How do I allow the UI thread to cancel the widget processing (green arrow in the diagram)? I think I could just setup a static Boolean flag that is checked before each widget is processed?
It's generally a bad idea to have multiple threads in your application that each create forms. It isn't impossible to make this work, but it's much harder than you think it will be because forms that are in a parent-child relationship send messages to each other, and when they do, the one sending the message blocks until the one receiving handles it.
Mix this in with the message passing or synchronization between threads that you are doing explicitly, and it's easy to end up with deadlocks. So, in general, you are better off making sure that you reserve your main thread for your user interface, and do all processing in other threads that have no UI.
If you conform to that design, then the background threads can use Control.BeginInvoke to pass messages to the UI thread without having to wait for the messages to be processed.
In addition to the other answers, I recommend that you use a callback method from ProcessWidget to pass progress back to the calling thread. To prematurely stop the worker thread, you can use the callback to return a halt signal to your worker thread if it updates the caller often enough. Or use a separate callback method to periodically check for go/no-go. Or set a (gasp!) global static flag that the worker periodically checks. Or call Thread.Abort on the worker thread and have it catch the ThreadAbortException to clean up any resources.

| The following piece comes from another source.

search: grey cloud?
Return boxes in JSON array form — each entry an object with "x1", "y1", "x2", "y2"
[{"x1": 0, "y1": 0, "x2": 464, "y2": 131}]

I assume that the host application is a WinForms app.
You need to save the SynchronizationContext from the original thread in your Execute method, then call its Send method to execute code on the host's UI thread.
For example:
class MyCommand:IAPICommand
{
SynchronzationContext hostContext;
public void Execute(Application app) // method from IAPICommand
{
hostContext = SynchronzationContext.Current;
Thread threadTwo = new Thread(ShowFormMethod);
threadTwo.Start();
}
public void ProcessWidget(Widget w, Application app)
{
//uses an App to work some magic on C
//app must be called from the original thread that called ExecuteCommand()
SomeType someData = null;
hostContext.Send(delegate { someData = app.SomeMethod(); }, null);
}
}
If you look at Java swing, it is a nice example of how to do this:
1) A main thread is responsible for handling all UI requests. This removes any race conditions from the app.
2) Any time any "work" is to be done, spawn a thread (or a thread pool) and do the work. Thus the main thread is not held up except for a few microseconds and the UI is completely responsive while whatever is going on.
3) In all languages there has to be a thread interrupt mechanism. In java you invoke .interrupt() on the thread, and the current running thread gets a InterruptedException thrown wherever it is executing. You job is to catch that exception, figure out if you are really interrupted (read javadocs for this part) and if you are just let yourself die (return out of the run method).
1 + 2 = unobtrusive client interaction
3 = killing threads
An alternative to 3 (if 3 is too complex) is to give the thread a method .kill(); the method sets a kill flag. When you are reading a buffer from the hard drive in a loop, check if the kill flag is set, if it is then break out of the loop, close handlers, and return out of the run method.
Edit: sorry forgot to mention progress report:
Your thread should have a publicly exposed thread-safe method of getting the "progress report" or rather a data structure containing information about progress. Your UI thread should periodically (say every .5 seconds) check the thread's progress report and update the UI's progress bar. And by UI thread checking I mean your widget that shows the progress makes a request to re-render with the latest information on a timer, until done.